这个部分不会包含在我们可执行文件里, 因此不会被初始化。 我们需要用 resb 代替 db。
它仅仅为我们保留了指定大小的未初始化内存。
We take advantage of the fact that the system does not modify the registers: We
use registers for what, otherwise, would have to be global variables stored in the .data section. This is also why the UNIX® convention of passing parameters to system calls on
the stack is superior to the Microsoft convention of passing them in the registers: We
can keep the registers for our own use.
We use EDI and ESI as
pointers to the next byte to be read from or written to. We use EBX and ECX to keep count of the
number of bytes in the two buffers, so we know when to dump the output to, or read more
input from, the system.
Let us see how it works now:
% nasm -f elf hex.asm % ld -s -o hex hex.o % ./hex Hello, World! Here I come! 48 65 6C 6C 6F 2C 20 57 6F 72 6C 64 21 0A 48 65 72 65 20 49 20 63 6F 6D 65 21 0A ^D %
Not what you expected? The program did not print the output until we pressed ^D. That is easy to fix by inserting three lines of code to write
the output every time we have converted a new line to 0A. I
have marked the three lines with > (do not copy the > in your hex.asm).
%include 'system.inc'
%define BUFSIZE 2048
section .data
hex db '0123456789ABCDEF'
section .bss
ibuffer resb BUFSIZE
obuffer resb BUFSIZE
section .text
global _start
_start:
sub eax, eax
sub ebx, ebx
sub ecx, ecx
mov edi, obuffer
.loop:
; read a byte from stdin
call getchar
; convert it to hex
mov dl, al
shr al, 4
mov al, [hex+eax]
call putchar
mov al, dl
and al, 0Fh
mov al, [hex+eax]
call putchar
mov al, ' '
cmp dl, 0Ah
jne .put
mov al, dl
.put:
call putchar
> cmp al, 0Ah
> jne .loop
> call write
jmp short .loop
align 4
getchar:
or ebx, ebx
jne .fetch
call read
.fetch:
lodsb
dec ebx
ret
read:
push dword BUFSIZE
mov esi, ibuffer
push esi
push dword stdin
sys.read
add esp, byte 12
mov ebx, eax
or eax, eax
je .done
sub eax, eax
ret
align 4
.done:
call write ; flush output buffer
push dword 0
sys.exit
align 4
putchar:
stosb
inc ecx
cmp ecx, BUFSIZE
je write
ret
align 4
write:
sub edi, ecx ; start of buffer
push ecx
push edi
push dword stdout
sys.write
add esp, byte 12
sub eax, eax
sub ecx, ecx ; buffer is empty now
ret
Now, let us see how it works:
% nasm -f elf hex.asm % ld -s -o hex hex.o % ./hex Hello, World! 48 65 6C 6C 6F 2C 20 57 6F 72 6C 64 21 0A Here I come! 48 65 72 65 20 49 20 63 6F 6D 65 21 0A ^D %
Not bad for a 644-byte executable, is it!
注意: This approach to buffered input/output still contains a hidden danger. I will discuss──and fix──it later, when I talk about the dark side of buffering.
警告: This may be a somewhat advanced topic, mostly of interest to programmers familiar with the theory of compilers. If you wish, you may skip to the next section, and perhaps read this later.
While our sample program does not require it, more sophisticated filters often need to look ahead. In other words, they may need to see what the next character is (or even several characters). If the next character is of a certain value, it is part of the token currently being processed. Otherwise, it is not.

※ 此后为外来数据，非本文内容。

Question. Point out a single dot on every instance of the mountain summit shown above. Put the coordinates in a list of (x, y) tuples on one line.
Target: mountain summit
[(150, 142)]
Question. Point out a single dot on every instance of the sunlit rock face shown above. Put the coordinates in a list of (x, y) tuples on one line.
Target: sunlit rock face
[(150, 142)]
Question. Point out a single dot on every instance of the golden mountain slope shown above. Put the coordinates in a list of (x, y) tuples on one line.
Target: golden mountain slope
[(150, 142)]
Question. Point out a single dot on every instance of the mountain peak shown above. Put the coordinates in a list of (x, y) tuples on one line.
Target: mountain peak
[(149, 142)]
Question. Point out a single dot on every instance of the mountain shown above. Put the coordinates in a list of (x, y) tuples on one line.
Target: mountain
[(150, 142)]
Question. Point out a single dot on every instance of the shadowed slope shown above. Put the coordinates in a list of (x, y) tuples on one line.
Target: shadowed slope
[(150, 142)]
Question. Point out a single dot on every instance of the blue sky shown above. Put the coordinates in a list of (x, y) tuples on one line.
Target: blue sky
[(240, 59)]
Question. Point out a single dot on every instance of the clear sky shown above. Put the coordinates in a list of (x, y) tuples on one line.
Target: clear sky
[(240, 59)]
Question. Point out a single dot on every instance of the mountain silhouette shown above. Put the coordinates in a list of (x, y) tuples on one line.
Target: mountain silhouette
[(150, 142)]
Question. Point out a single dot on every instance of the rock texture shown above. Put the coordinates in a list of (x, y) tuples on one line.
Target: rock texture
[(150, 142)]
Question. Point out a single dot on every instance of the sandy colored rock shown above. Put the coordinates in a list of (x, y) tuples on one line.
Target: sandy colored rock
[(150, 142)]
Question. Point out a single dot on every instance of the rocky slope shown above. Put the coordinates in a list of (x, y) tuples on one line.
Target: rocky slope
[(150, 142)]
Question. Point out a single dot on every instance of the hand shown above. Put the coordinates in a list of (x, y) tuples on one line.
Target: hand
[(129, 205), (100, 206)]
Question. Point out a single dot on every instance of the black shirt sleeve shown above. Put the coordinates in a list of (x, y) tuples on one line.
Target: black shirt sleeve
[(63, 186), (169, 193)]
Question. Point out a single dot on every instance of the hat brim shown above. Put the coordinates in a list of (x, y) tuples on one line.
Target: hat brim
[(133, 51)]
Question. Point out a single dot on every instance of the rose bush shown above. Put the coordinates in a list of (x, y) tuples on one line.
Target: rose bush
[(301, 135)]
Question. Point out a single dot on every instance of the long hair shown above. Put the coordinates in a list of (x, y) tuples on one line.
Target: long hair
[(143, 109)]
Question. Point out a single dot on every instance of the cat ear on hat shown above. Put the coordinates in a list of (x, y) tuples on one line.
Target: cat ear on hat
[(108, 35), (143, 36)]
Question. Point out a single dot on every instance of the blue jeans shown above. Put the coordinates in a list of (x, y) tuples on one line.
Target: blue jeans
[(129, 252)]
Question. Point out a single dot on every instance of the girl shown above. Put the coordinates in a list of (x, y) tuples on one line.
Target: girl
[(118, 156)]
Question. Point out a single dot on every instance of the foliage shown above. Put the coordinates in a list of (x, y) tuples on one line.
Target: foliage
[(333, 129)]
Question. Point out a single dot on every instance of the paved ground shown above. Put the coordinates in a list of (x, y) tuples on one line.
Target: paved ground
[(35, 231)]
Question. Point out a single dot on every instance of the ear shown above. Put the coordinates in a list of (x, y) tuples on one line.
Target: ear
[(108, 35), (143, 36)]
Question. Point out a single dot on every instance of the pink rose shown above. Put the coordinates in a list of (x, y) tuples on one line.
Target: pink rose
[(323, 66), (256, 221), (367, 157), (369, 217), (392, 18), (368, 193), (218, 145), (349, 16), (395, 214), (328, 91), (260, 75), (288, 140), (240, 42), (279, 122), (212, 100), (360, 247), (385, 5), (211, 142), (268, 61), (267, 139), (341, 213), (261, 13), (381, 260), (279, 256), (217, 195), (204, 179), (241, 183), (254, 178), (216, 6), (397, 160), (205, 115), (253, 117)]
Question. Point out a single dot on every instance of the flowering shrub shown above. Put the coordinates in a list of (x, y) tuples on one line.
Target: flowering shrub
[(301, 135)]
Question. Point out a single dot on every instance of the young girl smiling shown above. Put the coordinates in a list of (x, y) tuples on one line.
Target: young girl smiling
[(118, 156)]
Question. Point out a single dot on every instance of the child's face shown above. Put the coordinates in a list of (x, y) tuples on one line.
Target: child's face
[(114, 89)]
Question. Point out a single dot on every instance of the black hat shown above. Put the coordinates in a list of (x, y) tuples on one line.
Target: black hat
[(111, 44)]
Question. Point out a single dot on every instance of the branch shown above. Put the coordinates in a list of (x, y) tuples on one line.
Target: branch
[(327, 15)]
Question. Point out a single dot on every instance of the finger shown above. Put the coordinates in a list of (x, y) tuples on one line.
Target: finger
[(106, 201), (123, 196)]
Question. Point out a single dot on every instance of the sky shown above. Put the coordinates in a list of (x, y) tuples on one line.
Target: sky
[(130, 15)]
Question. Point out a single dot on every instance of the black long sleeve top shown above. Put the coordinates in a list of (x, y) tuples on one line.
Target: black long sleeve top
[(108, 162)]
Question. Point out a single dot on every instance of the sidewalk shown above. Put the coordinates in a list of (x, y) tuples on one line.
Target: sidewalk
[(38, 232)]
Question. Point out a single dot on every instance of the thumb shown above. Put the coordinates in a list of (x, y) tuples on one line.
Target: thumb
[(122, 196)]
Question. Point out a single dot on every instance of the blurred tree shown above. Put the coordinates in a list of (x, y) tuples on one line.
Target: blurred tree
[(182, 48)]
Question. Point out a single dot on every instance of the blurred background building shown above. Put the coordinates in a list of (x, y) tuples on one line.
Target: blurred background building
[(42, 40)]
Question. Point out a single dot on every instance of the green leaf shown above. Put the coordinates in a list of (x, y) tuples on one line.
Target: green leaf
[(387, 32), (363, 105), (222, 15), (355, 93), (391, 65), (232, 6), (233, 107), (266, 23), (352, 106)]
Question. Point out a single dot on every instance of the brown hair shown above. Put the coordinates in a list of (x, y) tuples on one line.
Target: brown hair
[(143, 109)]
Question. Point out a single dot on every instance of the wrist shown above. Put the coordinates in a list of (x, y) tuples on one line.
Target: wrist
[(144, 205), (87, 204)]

For example, you may be parsing the input stream for a textual string (e.g., when implementing a language compiler): If a character is followed by another character, or perhaps a digit, it is part of the token you are processing. If it is followed by white space, or some other value, then it is not part of the current token.
This presents an interesting problem: How to return the next character back to the input stream, so it can be read again later?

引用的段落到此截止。